History of Head Start

Head Start was first launched as a summer program by the Office of Economic Opportunity in 1965 as an effort to break the cycle of poverty, by meeting the social, health, nutritional, and psychological needs of low-income children (ages 3-5) and their families. The program has grown from a brief, eight-week summer program for preschoolers in 1965 to a year-round program today, serving children from birth to age five and pregnant women. Since 1965, over 160 million children and their families have received Head Start comprehensive services. Head Start provides children from low-income families with daily nutritious meals and many opportunities for social, emotional, and intellectual growth that can prepare them for success in school and in life. The program also connects children to a health care source and provides vital support services to their families.

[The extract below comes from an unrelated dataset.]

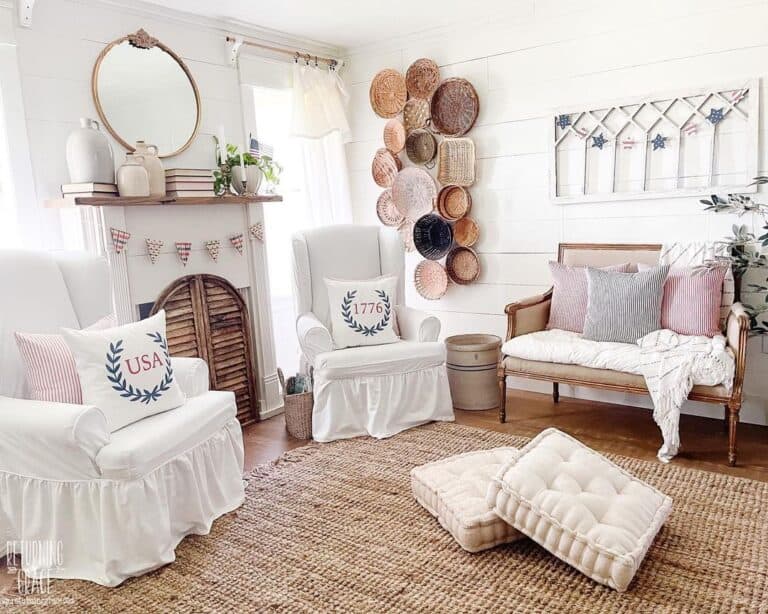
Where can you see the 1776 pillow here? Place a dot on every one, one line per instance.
(126, 371)
(362, 312)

Head Start has expanded to serve infants and toddlers. Early Head Start, a program for infants and toddlers, was initiated in response to the changing needs of low-income families and to research indicating how critical the period from birth to age three is to a child’s healthy growth and development. Beginning in 1995, sixty-eight Early Head Start programs were funded to serve more than 5,000 pregnant women and families with children under age three. In subsequent years, Early Head Start has more than doubled in size and now serves families in all fifty states, the District of Columbia, and Puerto Rico. Early Head Start increases awareness of the adverse effects of raising young children in negative environments and works to provide and raise children in positive and safe environments. Staff members support child attachment by minimizing the number of different caregivers. Early Head Start also focuses on finding ways to increase parent involvement, especially among fathers. Caregivers make regular home-visits, especially to families with newborns.

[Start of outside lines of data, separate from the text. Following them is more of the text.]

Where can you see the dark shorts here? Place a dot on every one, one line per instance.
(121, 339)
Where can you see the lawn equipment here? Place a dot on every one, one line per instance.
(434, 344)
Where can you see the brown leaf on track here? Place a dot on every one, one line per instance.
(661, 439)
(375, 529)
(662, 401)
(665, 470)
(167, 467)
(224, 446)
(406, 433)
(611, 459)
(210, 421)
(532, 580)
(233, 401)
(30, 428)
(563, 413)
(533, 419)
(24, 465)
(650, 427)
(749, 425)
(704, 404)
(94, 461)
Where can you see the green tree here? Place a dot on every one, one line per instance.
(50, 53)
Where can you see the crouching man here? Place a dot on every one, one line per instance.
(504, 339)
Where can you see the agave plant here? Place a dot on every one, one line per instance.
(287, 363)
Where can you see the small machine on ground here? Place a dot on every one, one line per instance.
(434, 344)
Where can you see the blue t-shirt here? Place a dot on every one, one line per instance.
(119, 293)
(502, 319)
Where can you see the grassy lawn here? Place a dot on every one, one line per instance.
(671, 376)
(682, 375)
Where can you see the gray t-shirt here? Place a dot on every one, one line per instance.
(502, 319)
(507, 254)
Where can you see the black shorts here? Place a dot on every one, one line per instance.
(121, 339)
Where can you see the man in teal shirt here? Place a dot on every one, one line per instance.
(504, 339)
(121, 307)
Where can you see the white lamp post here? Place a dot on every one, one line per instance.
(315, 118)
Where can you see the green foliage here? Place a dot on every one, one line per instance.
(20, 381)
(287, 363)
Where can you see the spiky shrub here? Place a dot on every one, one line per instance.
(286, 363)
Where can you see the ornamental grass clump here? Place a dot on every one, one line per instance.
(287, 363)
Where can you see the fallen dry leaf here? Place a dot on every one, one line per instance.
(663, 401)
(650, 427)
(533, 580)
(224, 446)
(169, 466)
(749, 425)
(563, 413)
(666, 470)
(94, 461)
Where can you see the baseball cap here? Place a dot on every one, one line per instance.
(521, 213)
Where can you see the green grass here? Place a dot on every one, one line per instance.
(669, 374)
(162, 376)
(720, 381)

Head Start has set high standards. Head Start has established comprehensive standards for program design and operation and strictly enforces them with on-site monitoring to ensure that all Head Start children and their families receive the highest-quality service. The standards reflect the latest research on the best methods for working with young children and their families. The Head Start Program Performance Standards were developed by a diverse team of child development and health experts, teachers, and program staff, with input from community partners. The Head Start Program Performance Standards provide valuable direction on virtually every aspect of Head Start services.

Head Start measures its outcomes for children. Head Start four-year-olds perform above the levels expected for children from low-income families who have not attended center-based programs. They develop a sense of structure and are better prepared for elementary school. Head Start research is pioneering methods to evaluate these and other benefits to ensure that Head Start programs continue to be accountable to the families they serve and to the wider community.

Our History

A workshop held in the spring of 1962 on “Widening the Horizons of the Culturally – Deprived Child’ inspired a chain of events that resulted in the establishment of a nonprofit day care center in the Greater Annandale Area. A 24-member committee of the Fairfax County Council on Human Relations formed to find the answer to a need they found in the existing area. The survey revealed that there were no nonprofit day care centers available to families in that area – especially for families whose financial circumstances dictate that the mother work. The Higher Horizons Day Care Center Committee officially organized and determined the location of the center at the Mt. Pleasant Baptist Church on Old Columbia Pike, Annandale. The five communities to be served included Bailey’s Crossroads, Falls Church, Mt. Pleasant, Lincolnia, and Gum Springs. Members of the Committee included, Annandale founding members included Mrs. Christian Goll, Sidney Holland, Mrs. Albert Kassabian, Mrs. Solomon Lee, Mrs. Robert Moore, Mrs. Sally Ortolani, Mrs. William Hartzler, and Mrs. Ellwood Summer. Lincolnia founding members were: Mrs. James Carter, Fred Ruffing, Lucius Lee, Otis Summers, Hillery Hamilton (Mt. Pleasant), Robert Goodwin, Augustus Johnson (Springfield,) Thomas Smith, Mrs. Eugene Puryear, Mrs. Edward White Mrs. Milton Sheppard ( (Bailey’s Crossroads) Mr. and Mrs. Charles Washington, Mrs. Thomas Marshall (Falls Church).

Higher Horizons was the first licensed day care center in Fairfax County (Department of Welfare and Institutions, Bureau of Children’s Services) , and first received $10,000 in Fairfax County Funding to carry on the work of the center. The founding members were recognized for meeting community needs – providing full time day care for children of very low-income families, this was a first such effort in Northern Virginia.

Higher Horizons Day Care Center, Inc. is located in the Lillian Carey Annex. The land for the Higher Horizons building facility was formerly known as the Lillian Carey Elementary School. The Lillian Carey Elementary School was built and dedicated on May 19, 1957 in honor of Lillian Hopkins Carey (b. 1867- d. 1935). Lillian Hopkins Carey was an African American educator and a Bailey’s Crossroads community pioneer.

Higher Horizons Day Care Center, Inc. Receives $1 million in Recovery Funding for Early Head Start in Bailey’s Crossroads and Falls Church, VA

Virginia’s Governor Timothy Kaine announced on December 17, 2009, that Higher Horizons was one of the recipients of Early Head Start expansion funding made possible from the American Recovery and Reinvestment Act (ARRA).